NewsCovering Colorado


New program hopes to combat the cause of suicide

Led by Medal of Honor recipient, Drew Dix
New program hopes to combat the cause of suicide
Posted at 11:25 PM, Dec 17, 2019
and last updated 2019-12-18 01:25:00-05

PUEBLO — The 2019 National Veteran Suicide Prevention Annual Report from the U.S. Department of Veterans Affairs reported more than 45,000 American adults died from suicide in 2017. Of those adults, around 6,000 were veterans. It's an issue that hits close to home, with the VA also stating that for every one suicide, around 135 other people are affected.

The launch of a new national program called "Facing Adversity" hopes to help get to the root of the problem. The program was launched at the Center for American Values in Pueblo, and is being led by Medal of Honor recipient Drew Dix. At the meeting, dozens of community members came together to engage in a conversation about suicide, and discuss why someone would take their own life, as well as potential solutions. "It's not just treating individuals, we've got to get in front of this problem," said Drew Dix, who is also the co-founder of the Center for American Values.

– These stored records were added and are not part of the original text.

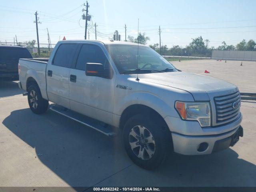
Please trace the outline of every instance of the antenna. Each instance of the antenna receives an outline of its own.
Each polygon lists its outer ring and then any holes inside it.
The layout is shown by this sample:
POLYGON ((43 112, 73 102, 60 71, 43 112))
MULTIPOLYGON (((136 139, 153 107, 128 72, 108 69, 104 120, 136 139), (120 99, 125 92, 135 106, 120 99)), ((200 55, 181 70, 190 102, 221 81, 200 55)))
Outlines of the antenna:
MULTIPOLYGON (((138 52, 137 52, 137 70, 139 70, 139 19, 138 19, 138 37, 137 38, 138 41, 138 52)), ((136 80, 139 81, 140 79, 138 77, 138 72, 137 72, 137 78, 136 80)))

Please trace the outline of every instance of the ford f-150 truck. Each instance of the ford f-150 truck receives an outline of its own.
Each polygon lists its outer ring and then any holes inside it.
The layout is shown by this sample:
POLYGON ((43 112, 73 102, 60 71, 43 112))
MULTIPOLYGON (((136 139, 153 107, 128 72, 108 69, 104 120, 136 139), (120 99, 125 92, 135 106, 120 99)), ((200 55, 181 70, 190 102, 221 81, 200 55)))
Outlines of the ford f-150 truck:
POLYGON ((60 41, 48 61, 21 59, 19 65, 19 85, 33 112, 49 108, 107 136, 122 135, 129 156, 144 168, 172 152, 210 154, 243 136, 236 86, 181 72, 146 46, 60 41))

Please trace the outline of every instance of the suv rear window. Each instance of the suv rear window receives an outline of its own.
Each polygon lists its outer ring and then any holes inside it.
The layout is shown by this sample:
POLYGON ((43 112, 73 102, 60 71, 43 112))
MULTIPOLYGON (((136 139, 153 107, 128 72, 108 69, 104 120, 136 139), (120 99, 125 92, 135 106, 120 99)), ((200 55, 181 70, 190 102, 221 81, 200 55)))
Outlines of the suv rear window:
POLYGON ((0 47, 0 60, 2 61, 18 60, 20 58, 31 58, 32 56, 26 48, 0 47))
POLYGON ((58 48, 52 64, 70 68, 76 53, 76 44, 62 44, 58 48))

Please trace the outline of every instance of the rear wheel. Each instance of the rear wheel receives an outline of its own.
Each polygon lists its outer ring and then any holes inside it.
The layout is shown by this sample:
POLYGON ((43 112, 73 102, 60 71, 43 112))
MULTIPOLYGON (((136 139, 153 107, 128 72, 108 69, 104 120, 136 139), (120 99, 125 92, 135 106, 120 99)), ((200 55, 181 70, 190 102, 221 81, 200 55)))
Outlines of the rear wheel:
POLYGON ((28 101, 31 110, 36 114, 42 114, 48 108, 48 101, 43 98, 38 86, 33 83, 28 89, 28 101))
POLYGON ((171 141, 170 132, 165 128, 160 120, 146 114, 136 115, 127 121, 124 141, 134 162, 143 168, 153 169, 164 161, 171 141))

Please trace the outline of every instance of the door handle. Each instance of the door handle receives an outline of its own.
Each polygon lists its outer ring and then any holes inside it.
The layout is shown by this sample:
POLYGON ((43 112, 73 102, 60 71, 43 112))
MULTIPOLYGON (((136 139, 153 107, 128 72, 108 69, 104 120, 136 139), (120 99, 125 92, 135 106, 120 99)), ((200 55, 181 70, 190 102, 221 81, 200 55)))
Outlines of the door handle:
POLYGON ((48 71, 47 71, 47 75, 48 75, 48 76, 49 76, 49 77, 52 77, 52 71, 51 70, 48 70, 48 71))
POLYGON ((70 80, 71 82, 75 83, 76 82, 76 76, 74 75, 70 75, 70 80))

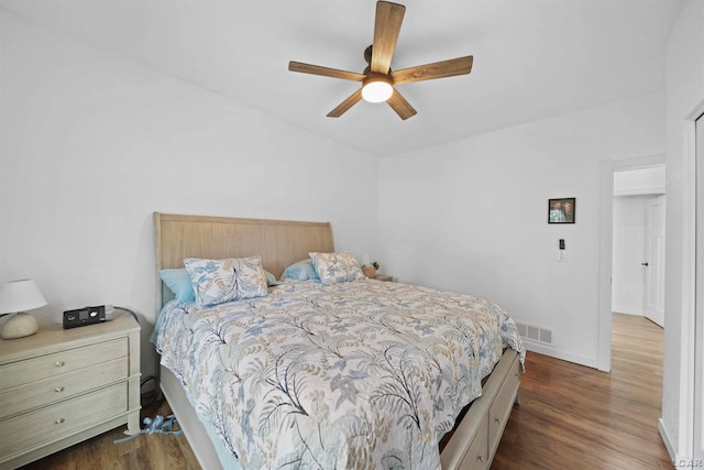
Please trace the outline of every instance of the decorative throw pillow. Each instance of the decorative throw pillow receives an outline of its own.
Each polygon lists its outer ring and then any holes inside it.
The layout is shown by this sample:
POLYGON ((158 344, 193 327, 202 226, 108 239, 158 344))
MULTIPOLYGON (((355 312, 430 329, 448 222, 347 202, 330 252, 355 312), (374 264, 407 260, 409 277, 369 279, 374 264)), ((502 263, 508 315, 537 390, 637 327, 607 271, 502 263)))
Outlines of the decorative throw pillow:
POLYGON ((264 276, 266 277, 266 285, 268 287, 273 285, 278 285, 278 281, 276 281, 276 276, 268 271, 264 270, 264 276))
POLYGON ((209 306, 266 295, 266 276, 258 255, 224 260, 184 260, 196 304, 209 306))
POLYGON ((312 266, 312 261, 310 261, 310 259, 299 261, 286 267, 284 270, 284 273, 282 274, 282 278, 294 281, 320 281, 320 277, 318 277, 318 273, 316 273, 316 269, 312 266))
POLYGON ((308 253, 324 285, 366 278, 360 263, 346 251, 340 253, 308 253))
POLYGON ((190 283, 190 276, 185 267, 161 270, 158 275, 164 284, 174 293, 177 304, 185 304, 196 299, 194 285, 190 283))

While Dix hopes this program will help more than just military members, he did say the original idea started because of the alarming number of veteran suicides. One of the attendees, Timothy Bartlett, said he served in the army for more than 12 years, and attempted suicide three times after he left. "When you're in the military, you're a number. When your time is up, they erase that number, you become a ghost, you don't exist anymore," said Bartlett, explaining why he felt like he had no purpose once he left the military.

It's a feeling Lori Palumbo said her older brother also felt. Palumbo said she lost her brother to suicide around eight years ago. "Grief through a suicide is so different, because there's so many unanswered questions... you want to understand why, you want to blame yourself, and say 'how did I miss it?'" said Palumbo, who also noted it's important to try and not blame yourself if a loved one does complete suicide.

Bartlett said finding a community like the one at the Center for American Values has greatly helped him. "There's something out there bigger than myself, and that's what I have to concentrate on," said Bartlett.

Those from the Center for American Values said they would compile the results of the meeting, and send them out to those in attendance.